Process established for metadata inventory
Date: March 23, 2023 Author: Thaïsa van der Woude (ISRIC), Emily Toner (ISRIC)
LSC Hubs project follows the FAIR principles for scientific data management and stewardship and developed a process to enable project partners to describe their data systematically
Land Soil Crop Hubs (LSC Hubs) project follows the FAIR principles for scientific data management and stewardship. FAIR principles provide guidelines to improve the Findability, Accessibility, Interoperability, and Reuse (FAIR) of digital assets. An important FAIR principle is describing data assets using a standard and sharing these records via a central searchable repository (i.e. a metadata catalogue). Therefore, we developed a process to enable project partners to describe their data systematically.
This process includes:
Step 1: Develop a metadata inventory template;
Step 2: Collect initial metadata with project partners;
Step 3: Obtain feedback from project partners;
Step 4: Implement the feedback in the template;
Step 5: Collect additional metadata from project partners;
Step 6: Create an Open Data Kit Form.
A metadata inventory template was developed in the first step based on the ISO19139:2007 standard. By collecting the metadata in a standardized format, it can be smoothly uploaded to the LSC Hub. The template presents a subset of common ISO19139:2007 metadata properties, extended with project-specific keywords. The template is an Excel file which collects the metadata properties shown in Table 1 below.
Table 1: Metadata properties based on ISO19139:2007
|Identification||Unique identification of the dataset (A UUID, URN, or URI, such as DOI) or Dataset location (A specific data storage like a folder on a personal computer, common hard disk, etc.)|
|Title||Short meaningful title|
|LCS category||Land Soil Crop domain|
|Data category||Generic data category according to AGROVOC|
|Abstract||Brief description or abstract that describes the dataset|
|Keywords||Keywords; separated by ‘;’. These are important words for the dataset, e.g., variable names, column names, key concepts, etc.|
|Authors||Person (last name(s) initials first name(s) - e.g., Jones, J.A., or institute|
|Contact - Name||Name of the contact|
|Contact - Organization||Name of the Organization|
|Contact - Role||Role within the organization|
|Contact - Email|
|Who fills the form||Name, Organization, contact. Fill in case this person is different from the Contact person|
|Source||Source is a reference to another dataset which is used as a source for this dataset. Reference a single dataset per line; Title; Date; or provide a DOI;|
|Language||Language, of the data and metadata, if metadata is multilingual multiple languages can be provided|
|Reference system||Spatial Projection: drop down list of options, including ‘unknown’ (you can also leave out the field if it is unknown)|
|Citation||Citations are references to articles which reference this dataset; one citation on each line; Title; Authors; Date; or provide a DOI|
|Paper or Report||Reference to a scientific paper or report which used this dataset as a source. Needed info: Title; Date; or provide a DOI;|
|Spatial resolution||Resolution (grid) or scale (vector)|
|Spatial format||Vector, Grid|
|Format||File Format in which the data is maintained or published|
|Extent (geographic)||Geographical coverage (e.g., Global, Africa, Rwanda, Ethiopia, …)|
|Extent (category)||national, county/district/province, catchment, village, plot (farm)|
|Usage constraints||Indicates if there are legal usage constraints (license); free text and/or value from list|
After developing the template, the second step was for the project partners to fill in initial metadata. The template was made available through a central folder with shared editing capability. Project partners including Kenya Agricultural & Livestock Research Organization (KALRO), Rwanda Agriculture and Animal Resources Development Board (RAB), ICRAF World Agroforestry and the International Union for Conservation of Nature (IUCN), provided feedback on the metadata inventory template in the third step which was processed to improve the template. Our project partners are currently describing more metadata in the newest version of the metadata inventory template.
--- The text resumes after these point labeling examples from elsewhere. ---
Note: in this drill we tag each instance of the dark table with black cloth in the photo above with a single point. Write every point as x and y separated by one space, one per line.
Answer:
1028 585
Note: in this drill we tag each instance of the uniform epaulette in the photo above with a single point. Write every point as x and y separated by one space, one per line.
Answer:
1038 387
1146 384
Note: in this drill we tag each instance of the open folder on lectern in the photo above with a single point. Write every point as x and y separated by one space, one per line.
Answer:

In addition, our project partners provided the feedback that the Excel file can not be easily distributed to other stakeholders inside or outside their organisation. Therefore, we developed an Open Data Kit (ODK) form. This is an open-source tool that enables users to fill out forms and submit them to a central database. The metadata can then be automatically retrieved from the database and ingested into the catalogue. The initial ODK form is shown below.
Once the metadata is collected, these will be transformed to ISO19139 records using Python scripts. Relevant and complete metadata records will be published in the data catalogues of the Hubs once these become operational. We are testing this process with an initial catalogue. The next step is to discuss which kind of catalogue per country is preferred and support the countries with implementing the catalogue.
More about this project:
LSC Hubs is a four-year project (2021-2024) supported through funding from the European Union’s Development of Smart Innovation through Research in Agriculture (DeSIRA) program, the Dutch Ministry of Foreign Affairs, and a contribution from ISRIC - World Soil Information with the aim to develop sustainable land, soil, and crop information hubs. The project’s objective is to develop sustainable land, soil, and crop information hubs in national agricultural research organizations in East Africa. Ethiopia, Kenya and Rwanda will host the information hubs to enhance the effectiveness of national Agricultural Knowledge and Innovation Systems (AKIS) and contribute to rural transformation and climate-smart agriculture.